When Liz Carmouche said this at the UFC 157 open workouts on Wednesday, I couldn’t help but smile. Carmouche served in the Marines, is a lesbian, and is now a fighter in the UFC. She understands like few others that a woman’s work of proving herself is never done.
UFC bantamweight champion Ronda Rousey gets this, too. She had to work harder than few other fighters in UFC history in not just preparing for her fight but in selling it. During the run-up to her main event bout with Carmouche, the first ever UFC women’s fight, Rousey trained three times a day and was interviewed by everyone from Time Magazine to Larry King. Camera crews for the UFC’s “Primetime” and “Countdown” shows, as well as HBO's “Real Sports,” followed her. Rousey joked after she won the fight with a first-round armbar that she wants a week off from talking about herself.

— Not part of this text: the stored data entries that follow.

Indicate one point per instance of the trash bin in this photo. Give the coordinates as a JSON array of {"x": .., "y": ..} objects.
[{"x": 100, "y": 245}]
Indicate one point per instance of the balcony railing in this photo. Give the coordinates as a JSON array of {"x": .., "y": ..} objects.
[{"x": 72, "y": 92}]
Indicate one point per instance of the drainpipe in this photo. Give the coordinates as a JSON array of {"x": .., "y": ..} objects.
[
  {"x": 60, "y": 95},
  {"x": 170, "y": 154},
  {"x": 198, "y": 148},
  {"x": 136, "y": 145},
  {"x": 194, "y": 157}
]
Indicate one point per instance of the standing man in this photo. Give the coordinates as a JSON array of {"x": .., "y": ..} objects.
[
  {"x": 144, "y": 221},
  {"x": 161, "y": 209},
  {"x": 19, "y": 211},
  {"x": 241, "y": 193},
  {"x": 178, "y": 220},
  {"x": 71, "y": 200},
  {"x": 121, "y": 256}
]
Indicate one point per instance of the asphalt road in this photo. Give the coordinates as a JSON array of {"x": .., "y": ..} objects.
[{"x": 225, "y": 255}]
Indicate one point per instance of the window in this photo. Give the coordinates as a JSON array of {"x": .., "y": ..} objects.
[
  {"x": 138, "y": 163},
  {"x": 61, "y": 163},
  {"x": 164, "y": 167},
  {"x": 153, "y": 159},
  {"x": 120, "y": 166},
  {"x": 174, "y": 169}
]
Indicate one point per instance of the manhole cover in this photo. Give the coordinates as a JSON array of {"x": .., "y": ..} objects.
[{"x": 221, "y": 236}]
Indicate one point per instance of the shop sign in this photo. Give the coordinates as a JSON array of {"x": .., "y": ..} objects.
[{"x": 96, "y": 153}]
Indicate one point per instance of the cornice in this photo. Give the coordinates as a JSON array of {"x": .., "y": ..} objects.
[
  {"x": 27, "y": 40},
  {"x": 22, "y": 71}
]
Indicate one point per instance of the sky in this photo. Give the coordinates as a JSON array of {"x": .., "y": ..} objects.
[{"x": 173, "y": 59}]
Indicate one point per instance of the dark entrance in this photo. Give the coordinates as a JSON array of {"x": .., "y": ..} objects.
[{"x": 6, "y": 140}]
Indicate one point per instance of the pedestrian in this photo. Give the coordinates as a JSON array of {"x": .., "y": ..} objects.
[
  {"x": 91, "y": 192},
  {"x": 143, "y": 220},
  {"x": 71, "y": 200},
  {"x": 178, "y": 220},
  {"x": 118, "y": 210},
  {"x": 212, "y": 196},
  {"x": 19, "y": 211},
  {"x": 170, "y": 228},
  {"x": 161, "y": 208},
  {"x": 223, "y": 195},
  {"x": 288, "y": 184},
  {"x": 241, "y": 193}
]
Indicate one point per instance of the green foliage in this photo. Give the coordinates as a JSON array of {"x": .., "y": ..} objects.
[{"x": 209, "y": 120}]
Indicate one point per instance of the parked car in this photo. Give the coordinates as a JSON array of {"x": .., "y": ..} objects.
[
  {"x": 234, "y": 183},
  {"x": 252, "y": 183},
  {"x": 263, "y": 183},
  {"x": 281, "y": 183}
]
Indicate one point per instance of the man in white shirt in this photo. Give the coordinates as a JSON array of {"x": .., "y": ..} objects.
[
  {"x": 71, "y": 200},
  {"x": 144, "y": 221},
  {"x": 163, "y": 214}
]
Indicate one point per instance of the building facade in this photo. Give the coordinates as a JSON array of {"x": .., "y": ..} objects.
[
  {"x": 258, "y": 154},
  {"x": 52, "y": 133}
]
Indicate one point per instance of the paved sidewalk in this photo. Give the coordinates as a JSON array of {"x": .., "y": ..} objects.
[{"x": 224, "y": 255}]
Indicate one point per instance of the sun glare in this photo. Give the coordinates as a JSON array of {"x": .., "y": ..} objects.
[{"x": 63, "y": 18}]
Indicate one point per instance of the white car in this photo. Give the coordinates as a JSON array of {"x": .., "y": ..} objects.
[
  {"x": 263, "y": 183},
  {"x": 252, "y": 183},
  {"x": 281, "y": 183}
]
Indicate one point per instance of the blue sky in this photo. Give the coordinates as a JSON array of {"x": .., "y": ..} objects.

As a woman working in the male-dominated world of covering sports, I know this, too. I’ve been covering MMA for six years, five for Yahoo! Sports. But I am still questioned, dismissed and sometimes even attacked because I dare cover a “man’s sport.” Whenever I am confronted with sexism, whether subtle or vulgar, I have to take a deep breath and consider my response. As a woman, I have to work harder to prove myself, and remember one slip of the tongue can wreck it for me and other women who want to cover MMA.
UFC president Dana White complimented Rousey and Carmouche for dealing with so much media attention like professionals, and said he wished every fighter would be such a pro. But there’s something as a man that White could never understand about the work Carmouche and Rousey put into their preparation for the bout.
They had to work like professionals and show up and be engaging at every single press appearance. Women have to work harder to prove themselves, and the last thing female fighters need is a reputation for being difficult with the media. Their hard work paid off, as they brought more attention to this fight than anyone — even White — ever expected.
But their ability to handle all of the attention, both negative and positive, taught me something, too. Rousey and Carmouche showed me exactly how to act when confronted by those who question us because of our gender. They didn’t worry about what doubters or misogynists or homophobes had to say. They worried about working harder to prove themselves.
When Rousey escaped Carmouche’s neck crank, the Honda Center became the noisiest building I had ever stepped foot in. The 15,525 fans stood and cheered at the top of their lungs for two women. Women had arrived in the UFC, and Carmouche and Rousey showed what two women who worked harder to prove themselves could accomplish.
Thank you, Ronda and Liz. Thank you for finally busting through that glass ceiling. Thank you for showing young women that they can do any sport – even ones that involve bruised faces and busted teeth. Thank you for working harder to prove yourselves, and reminding me to do the same.